The protesters don’t always get what they want. But they’ve succeeded in rattling some CEOs. At Tesoro, when executives realized workers who are also shareholders were in the audience, they broke tradition and refused to take questions. Then they ended the meeting in record time, just 12 minutes.
In Britain this spring, shareholder revolts against outrageous executive pay prompted the resignations of the CEOs at insurer Aviva, pharmaceutical maker AstraZeneca and publisher Trinity Mirror. At Aviva, a proposed pay raise for the CEO angered shareholders of the poorly performing company.
That’s what happened at Citigroup, too. Shareholders balked when the board of directors recommended a pay increase for the CEO despite Citi racking up the worst stock price performance among large banks over a decade.
The Dodd-Frank Wall Street Reform and Consumer Protection Act, passed two years ago, provided shareholders and the 99% Power coalition with new tools. One is say-on-pay, which gives shareholders the right to vote on executive compensation packages every three years.
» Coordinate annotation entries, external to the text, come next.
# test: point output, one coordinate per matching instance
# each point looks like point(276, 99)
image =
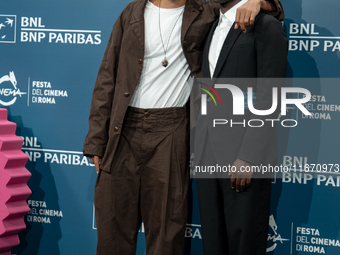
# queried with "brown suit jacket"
point(121, 68)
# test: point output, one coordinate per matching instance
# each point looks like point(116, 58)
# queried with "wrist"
point(266, 6)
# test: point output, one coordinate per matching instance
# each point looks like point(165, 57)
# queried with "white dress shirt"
point(225, 23)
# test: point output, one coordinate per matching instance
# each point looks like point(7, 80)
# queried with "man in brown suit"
point(138, 124)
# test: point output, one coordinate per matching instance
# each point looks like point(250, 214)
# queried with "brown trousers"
point(148, 181)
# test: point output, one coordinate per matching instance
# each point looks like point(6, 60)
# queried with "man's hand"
point(246, 13)
point(241, 178)
point(96, 161)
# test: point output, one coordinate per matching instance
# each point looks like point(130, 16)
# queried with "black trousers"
point(232, 223)
point(148, 181)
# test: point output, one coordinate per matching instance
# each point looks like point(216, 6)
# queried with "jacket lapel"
point(191, 10)
point(137, 21)
point(205, 65)
point(228, 44)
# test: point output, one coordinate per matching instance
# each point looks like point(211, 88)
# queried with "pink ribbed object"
point(13, 185)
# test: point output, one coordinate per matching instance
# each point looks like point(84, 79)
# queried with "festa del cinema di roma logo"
point(9, 94)
point(239, 104)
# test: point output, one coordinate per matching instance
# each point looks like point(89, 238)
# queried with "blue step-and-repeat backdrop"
point(50, 52)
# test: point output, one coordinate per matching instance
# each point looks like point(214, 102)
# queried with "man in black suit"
point(235, 210)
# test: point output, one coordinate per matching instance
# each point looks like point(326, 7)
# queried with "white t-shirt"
point(160, 86)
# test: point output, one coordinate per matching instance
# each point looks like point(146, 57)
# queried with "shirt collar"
point(231, 14)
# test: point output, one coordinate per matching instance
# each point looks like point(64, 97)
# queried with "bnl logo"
point(239, 99)
point(8, 28)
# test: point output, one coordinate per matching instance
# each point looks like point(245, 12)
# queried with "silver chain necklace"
point(165, 62)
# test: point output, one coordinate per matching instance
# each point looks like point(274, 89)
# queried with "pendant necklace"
point(165, 62)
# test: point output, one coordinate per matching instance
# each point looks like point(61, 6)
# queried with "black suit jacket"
point(261, 52)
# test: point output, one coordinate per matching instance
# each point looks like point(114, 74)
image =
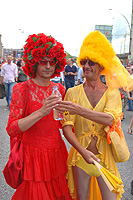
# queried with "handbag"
point(116, 140)
point(2, 91)
point(13, 171)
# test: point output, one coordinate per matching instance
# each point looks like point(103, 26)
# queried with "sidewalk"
point(125, 168)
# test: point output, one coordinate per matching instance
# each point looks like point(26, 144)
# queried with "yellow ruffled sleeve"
point(113, 104)
point(70, 119)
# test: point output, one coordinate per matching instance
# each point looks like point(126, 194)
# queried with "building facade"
point(1, 47)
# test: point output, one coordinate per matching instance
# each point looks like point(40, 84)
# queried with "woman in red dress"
point(45, 154)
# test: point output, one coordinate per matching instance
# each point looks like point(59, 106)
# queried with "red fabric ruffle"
point(44, 164)
point(56, 189)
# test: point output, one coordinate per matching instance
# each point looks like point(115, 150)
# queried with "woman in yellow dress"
point(92, 107)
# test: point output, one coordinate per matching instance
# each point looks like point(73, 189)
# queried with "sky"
point(67, 21)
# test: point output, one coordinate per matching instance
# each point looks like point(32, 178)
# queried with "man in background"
point(9, 74)
point(70, 73)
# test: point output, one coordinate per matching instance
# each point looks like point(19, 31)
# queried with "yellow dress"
point(109, 103)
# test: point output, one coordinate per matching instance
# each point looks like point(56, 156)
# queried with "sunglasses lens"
point(43, 62)
point(91, 63)
point(52, 62)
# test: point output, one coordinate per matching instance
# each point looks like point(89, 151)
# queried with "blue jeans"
point(8, 90)
point(130, 103)
point(69, 83)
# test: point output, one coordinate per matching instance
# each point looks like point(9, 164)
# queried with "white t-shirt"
point(9, 71)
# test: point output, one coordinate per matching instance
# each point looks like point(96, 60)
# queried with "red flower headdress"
point(39, 46)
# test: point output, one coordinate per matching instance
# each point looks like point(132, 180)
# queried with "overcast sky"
point(68, 21)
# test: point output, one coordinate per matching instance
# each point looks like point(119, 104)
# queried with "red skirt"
point(44, 174)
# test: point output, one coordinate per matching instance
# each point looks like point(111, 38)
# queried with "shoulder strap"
point(25, 112)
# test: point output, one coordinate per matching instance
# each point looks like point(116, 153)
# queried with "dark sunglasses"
point(90, 63)
point(51, 62)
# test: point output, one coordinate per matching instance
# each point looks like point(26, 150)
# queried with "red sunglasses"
point(90, 63)
point(51, 62)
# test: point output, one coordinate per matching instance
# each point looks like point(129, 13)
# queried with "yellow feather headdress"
point(98, 49)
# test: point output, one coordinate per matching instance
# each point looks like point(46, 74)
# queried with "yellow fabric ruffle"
point(105, 156)
point(109, 103)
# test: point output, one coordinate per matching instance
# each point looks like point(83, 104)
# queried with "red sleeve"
point(16, 109)
point(62, 90)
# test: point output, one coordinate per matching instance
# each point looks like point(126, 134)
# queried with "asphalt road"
point(125, 168)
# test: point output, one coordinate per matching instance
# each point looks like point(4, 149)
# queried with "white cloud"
point(68, 21)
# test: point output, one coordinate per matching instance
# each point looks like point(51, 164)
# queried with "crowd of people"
point(91, 102)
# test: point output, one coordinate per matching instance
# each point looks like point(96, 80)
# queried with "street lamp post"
point(130, 29)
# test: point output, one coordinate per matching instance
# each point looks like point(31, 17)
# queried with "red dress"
point(45, 153)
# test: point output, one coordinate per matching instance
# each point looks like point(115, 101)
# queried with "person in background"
point(130, 131)
point(21, 75)
point(9, 75)
point(45, 153)
point(70, 73)
point(80, 76)
point(62, 77)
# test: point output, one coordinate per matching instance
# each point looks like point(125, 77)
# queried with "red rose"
point(62, 63)
point(60, 45)
point(50, 39)
point(30, 37)
point(44, 52)
point(30, 43)
point(36, 54)
point(41, 35)
point(40, 42)
point(52, 52)
point(30, 49)
point(60, 55)
point(31, 62)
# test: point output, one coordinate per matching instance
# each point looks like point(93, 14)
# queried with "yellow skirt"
point(90, 169)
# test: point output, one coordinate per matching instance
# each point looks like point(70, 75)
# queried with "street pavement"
point(125, 168)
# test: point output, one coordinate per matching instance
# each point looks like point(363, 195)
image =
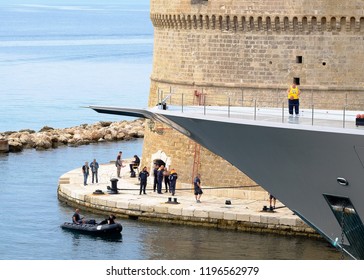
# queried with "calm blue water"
point(55, 58)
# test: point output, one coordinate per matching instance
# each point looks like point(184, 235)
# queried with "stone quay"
point(213, 211)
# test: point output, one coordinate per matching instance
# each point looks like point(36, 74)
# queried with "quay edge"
point(242, 215)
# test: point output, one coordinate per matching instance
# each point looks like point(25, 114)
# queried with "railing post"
point(344, 115)
point(158, 98)
point(255, 109)
point(204, 106)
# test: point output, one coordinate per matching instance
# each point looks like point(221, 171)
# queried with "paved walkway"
point(242, 214)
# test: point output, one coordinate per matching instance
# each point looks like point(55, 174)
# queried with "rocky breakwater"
point(48, 137)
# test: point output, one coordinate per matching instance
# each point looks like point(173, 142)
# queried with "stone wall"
point(243, 52)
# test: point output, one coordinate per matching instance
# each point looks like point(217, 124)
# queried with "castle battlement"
point(261, 23)
point(212, 51)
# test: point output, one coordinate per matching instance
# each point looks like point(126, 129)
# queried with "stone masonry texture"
point(243, 51)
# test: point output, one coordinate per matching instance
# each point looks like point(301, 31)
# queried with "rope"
point(188, 189)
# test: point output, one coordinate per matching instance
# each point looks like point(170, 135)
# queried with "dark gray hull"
point(317, 172)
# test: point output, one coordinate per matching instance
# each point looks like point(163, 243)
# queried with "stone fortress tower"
point(249, 51)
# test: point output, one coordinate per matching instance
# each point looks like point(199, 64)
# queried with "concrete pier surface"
point(241, 214)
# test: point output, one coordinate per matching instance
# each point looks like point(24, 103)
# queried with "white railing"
point(260, 110)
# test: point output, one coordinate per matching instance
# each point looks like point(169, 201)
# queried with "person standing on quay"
point(166, 179)
point(143, 177)
point(172, 181)
point(94, 169)
point(155, 174)
point(293, 99)
point(85, 171)
point(197, 186)
point(119, 163)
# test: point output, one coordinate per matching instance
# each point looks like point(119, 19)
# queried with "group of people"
point(94, 166)
point(162, 174)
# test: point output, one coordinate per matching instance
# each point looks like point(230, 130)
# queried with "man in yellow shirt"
point(293, 99)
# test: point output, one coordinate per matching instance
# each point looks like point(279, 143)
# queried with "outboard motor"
point(114, 186)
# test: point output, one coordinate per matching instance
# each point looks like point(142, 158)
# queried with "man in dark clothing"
point(155, 174)
point(94, 169)
point(172, 181)
point(160, 177)
point(143, 175)
point(134, 163)
point(197, 186)
point(85, 171)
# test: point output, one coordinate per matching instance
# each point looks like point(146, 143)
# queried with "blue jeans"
point(94, 174)
point(85, 175)
point(293, 103)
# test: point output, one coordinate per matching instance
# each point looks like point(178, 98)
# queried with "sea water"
point(55, 58)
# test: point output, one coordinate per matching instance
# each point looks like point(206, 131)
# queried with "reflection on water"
point(30, 194)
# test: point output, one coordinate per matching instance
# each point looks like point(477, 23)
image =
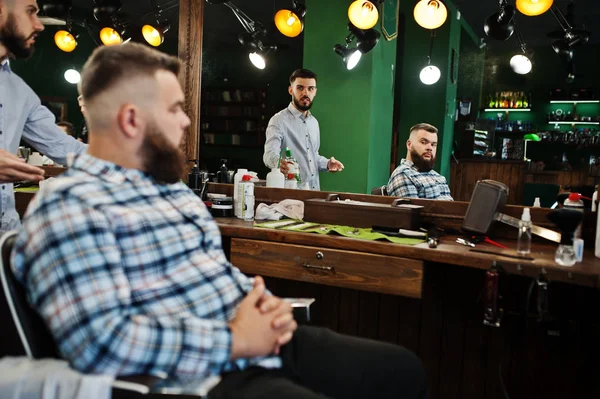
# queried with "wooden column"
point(191, 22)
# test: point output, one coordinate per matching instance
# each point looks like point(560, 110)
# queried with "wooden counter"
point(586, 273)
point(430, 300)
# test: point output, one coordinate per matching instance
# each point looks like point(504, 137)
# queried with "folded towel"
point(24, 378)
point(292, 209)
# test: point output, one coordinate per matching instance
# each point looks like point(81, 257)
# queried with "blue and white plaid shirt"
point(407, 182)
point(130, 275)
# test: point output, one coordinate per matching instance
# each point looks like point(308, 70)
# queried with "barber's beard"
point(301, 106)
point(422, 164)
point(162, 161)
point(15, 43)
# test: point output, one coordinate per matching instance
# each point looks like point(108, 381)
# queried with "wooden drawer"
point(348, 269)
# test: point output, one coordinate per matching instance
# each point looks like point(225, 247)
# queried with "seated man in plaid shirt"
point(126, 267)
point(415, 177)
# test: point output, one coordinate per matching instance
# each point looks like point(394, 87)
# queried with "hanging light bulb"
point(533, 8)
point(258, 60)
point(430, 14)
point(291, 22)
point(521, 64)
point(110, 37)
point(363, 14)
point(65, 40)
point(430, 74)
point(72, 76)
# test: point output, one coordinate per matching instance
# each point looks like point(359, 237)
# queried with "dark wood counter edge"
point(586, 273)
point(442, 213)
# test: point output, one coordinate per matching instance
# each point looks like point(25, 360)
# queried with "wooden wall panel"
point(191, 17)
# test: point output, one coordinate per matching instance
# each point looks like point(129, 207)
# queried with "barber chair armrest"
point(301, 308)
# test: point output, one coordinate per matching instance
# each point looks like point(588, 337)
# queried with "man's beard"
point(14, 43)
point(300, 106)
point(422, 164)
point(162, 161)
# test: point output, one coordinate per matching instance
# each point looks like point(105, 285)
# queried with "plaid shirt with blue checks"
point(407, 182)
point(130, 275)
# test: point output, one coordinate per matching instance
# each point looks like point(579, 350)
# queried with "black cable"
point(504, 391)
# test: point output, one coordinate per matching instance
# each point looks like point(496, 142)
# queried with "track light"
point(430, 74)
point(66, 39)
point(572, 37)
point(106, 9)
point(520, 63)
point(365, 39)
point(500, 25)
point(56, 8)
point(363, 13)
point(72, 76)
point(291, 22)
point(257, 59)
point(350, 56)
point(430, 14)
point(533, 8)
point(110, 37)
point(155, 36)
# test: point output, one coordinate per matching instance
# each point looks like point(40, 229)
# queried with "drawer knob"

The other is the pay gap ratio requirement, which the Securities and Exchange Commission (SEC) has failed to enforce. When the SEC does, corporations will have to determine the pay gap between an average worker and the CEO.
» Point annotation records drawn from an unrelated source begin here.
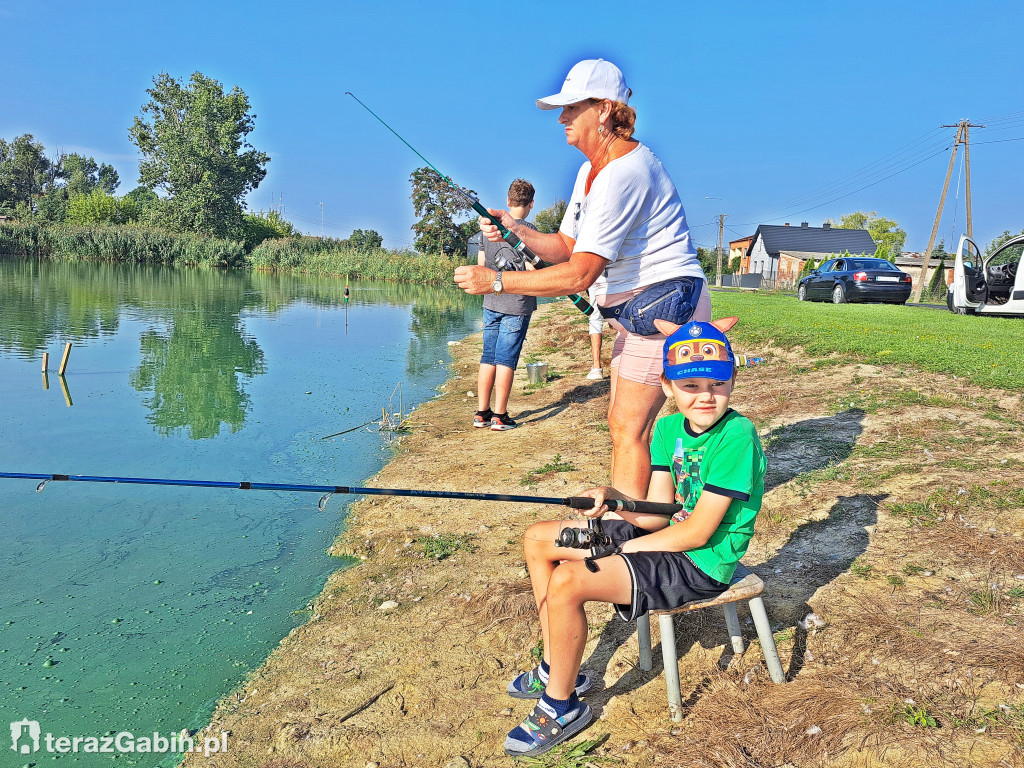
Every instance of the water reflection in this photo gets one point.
(194, 373)
(196, 358)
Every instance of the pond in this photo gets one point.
(135, 607)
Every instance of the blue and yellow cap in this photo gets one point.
(698, 350)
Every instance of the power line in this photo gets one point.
(841, 197)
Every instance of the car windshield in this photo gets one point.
(871, 264)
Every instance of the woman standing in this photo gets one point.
(624, 232)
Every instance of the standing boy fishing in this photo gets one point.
(506, 317)
(709, 459)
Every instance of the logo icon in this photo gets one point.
(17, 730)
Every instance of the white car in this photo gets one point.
(992, 285)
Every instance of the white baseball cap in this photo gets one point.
(592, 78)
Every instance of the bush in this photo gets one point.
(116, 243)
(260, 226)
(99, 208)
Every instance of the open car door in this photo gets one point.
(969, 289)
(1005, 279)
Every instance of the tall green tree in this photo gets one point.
(549, 219)
(193, 140)
(24, 172)
(83, 175)
(438, 206)
(887, 233)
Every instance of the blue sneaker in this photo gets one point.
(529, 685)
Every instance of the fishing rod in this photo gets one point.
(573, 502)
(507, 235)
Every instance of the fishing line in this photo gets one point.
(573, 502)
(508, 236)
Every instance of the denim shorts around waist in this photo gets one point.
(503, 337)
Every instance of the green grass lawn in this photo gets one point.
(989, 351)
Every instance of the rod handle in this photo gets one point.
(509, 237)
(619, 505)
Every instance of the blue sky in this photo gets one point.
(780, 112)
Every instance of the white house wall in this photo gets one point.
(761, 262)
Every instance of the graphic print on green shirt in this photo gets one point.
(686, 470)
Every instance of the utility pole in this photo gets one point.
(962, 137)
(721, 228)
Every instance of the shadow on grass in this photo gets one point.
(582, 393)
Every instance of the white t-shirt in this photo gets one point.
(633, 217)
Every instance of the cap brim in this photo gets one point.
(558, 100)
(715, 370)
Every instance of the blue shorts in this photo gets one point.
(503, 337)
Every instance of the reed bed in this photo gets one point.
(312, 256)
(123, 244)
(134, 245)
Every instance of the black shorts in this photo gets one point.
(662, 581)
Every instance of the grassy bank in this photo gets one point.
(985, 350)
(136, 245)
(895, 519)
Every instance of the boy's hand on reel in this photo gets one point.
(599, 495)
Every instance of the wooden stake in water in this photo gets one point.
(64, 386)
(64, 360)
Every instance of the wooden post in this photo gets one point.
(64, 360)
(64, 386)
(938, 215)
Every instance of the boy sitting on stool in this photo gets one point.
(709, 459)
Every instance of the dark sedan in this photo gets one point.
(856, 279)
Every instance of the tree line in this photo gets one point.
(196, 167)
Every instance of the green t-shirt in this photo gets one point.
(726, 460)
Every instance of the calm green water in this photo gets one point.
(134, 607)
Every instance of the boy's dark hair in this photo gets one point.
(520, 194)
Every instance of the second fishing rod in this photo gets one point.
(521, 249)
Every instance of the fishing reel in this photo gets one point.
(510, 260)
(590, 538)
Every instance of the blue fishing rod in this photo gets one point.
(507, 235)
(574, 502)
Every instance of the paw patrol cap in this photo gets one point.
(698, 350)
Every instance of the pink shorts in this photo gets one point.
(640, 358)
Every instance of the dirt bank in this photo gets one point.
(894, 510)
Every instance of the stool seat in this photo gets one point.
(745, 585)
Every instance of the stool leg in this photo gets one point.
(732, 624)
(760, 616)
(643, 638)
(671, 663)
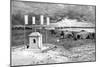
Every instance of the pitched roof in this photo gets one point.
(71, 23)
(35, 34)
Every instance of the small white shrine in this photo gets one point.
(35, 40)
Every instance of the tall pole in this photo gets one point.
(26, 22)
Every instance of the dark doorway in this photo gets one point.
(34, 41)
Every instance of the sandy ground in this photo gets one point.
(23, 56)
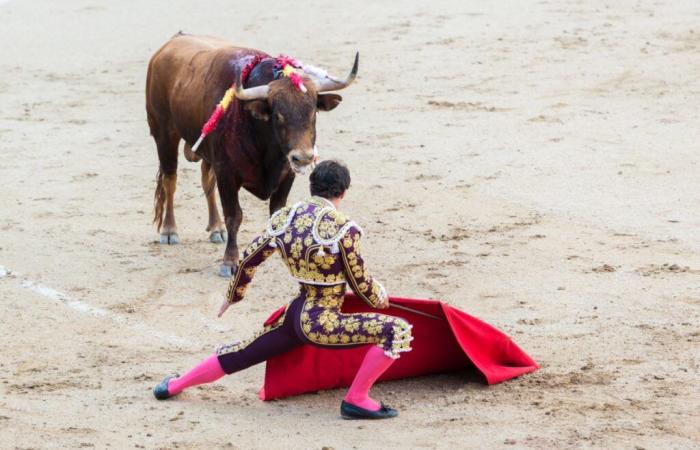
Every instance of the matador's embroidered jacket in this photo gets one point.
(321, 248)
(319, 245)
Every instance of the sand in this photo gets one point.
(533, 163)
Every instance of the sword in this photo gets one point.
(415, 311)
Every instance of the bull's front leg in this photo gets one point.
(278, 199)
(233, 215)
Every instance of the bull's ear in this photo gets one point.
(326, 102)
(259, 109)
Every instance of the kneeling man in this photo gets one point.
(321, 249)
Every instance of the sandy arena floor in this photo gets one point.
(533, 163)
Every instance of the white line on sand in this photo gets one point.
(85, 308)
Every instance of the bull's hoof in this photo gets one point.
(217, 237)
(226, 271)
(169, 238)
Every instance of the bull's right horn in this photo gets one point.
(332, 84)
(255, 93)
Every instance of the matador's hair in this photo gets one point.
(329, 179)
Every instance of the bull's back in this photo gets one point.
(184, 80)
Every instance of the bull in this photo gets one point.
(267, 135)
Neither of these protections is binding. The Citi board of directors can disregard the shareholder vote against the CEO pay package. But it probably won’t because that would be ignoring the sentiments of the majority of the company’s owners.
Last year, the first year for the say-on-pay votes under the new law, shareholders at three dozen companies opposed executive pay packages. That’s about 2 percent of the 2,300 votes taken, but it was higher than in other countries and higher than expected. This year, with shareholders and community activists organized, more “no” votes are expected.
The pay ratio will give shareholders and workers important information. Overall, in 1980, CEO compensation averaged 42 times typical worker pay. Workers at that time received a larger share of the benefits from the companies that their labor helped to succeed. Now, CEOs make 325 times what workers do, meaning the amount workers share in success is much smaller.
Apparently, that’s the kind of information CEOs don’t want workers and shareholders to have since they’ve lobbied furiously — and successfully — to prevent individual corporations from having to report their pay ratios.
In the wake of Wall Street recklessness that caused economic collapse in 2008, Congress gave shareholders and citizens Dodd-Frank to help them constrain self-dealing corporate executives. The 99% Coalition and shareholders are working with those tools even as Republicans vow to take them away by repealing Dodd-Frank.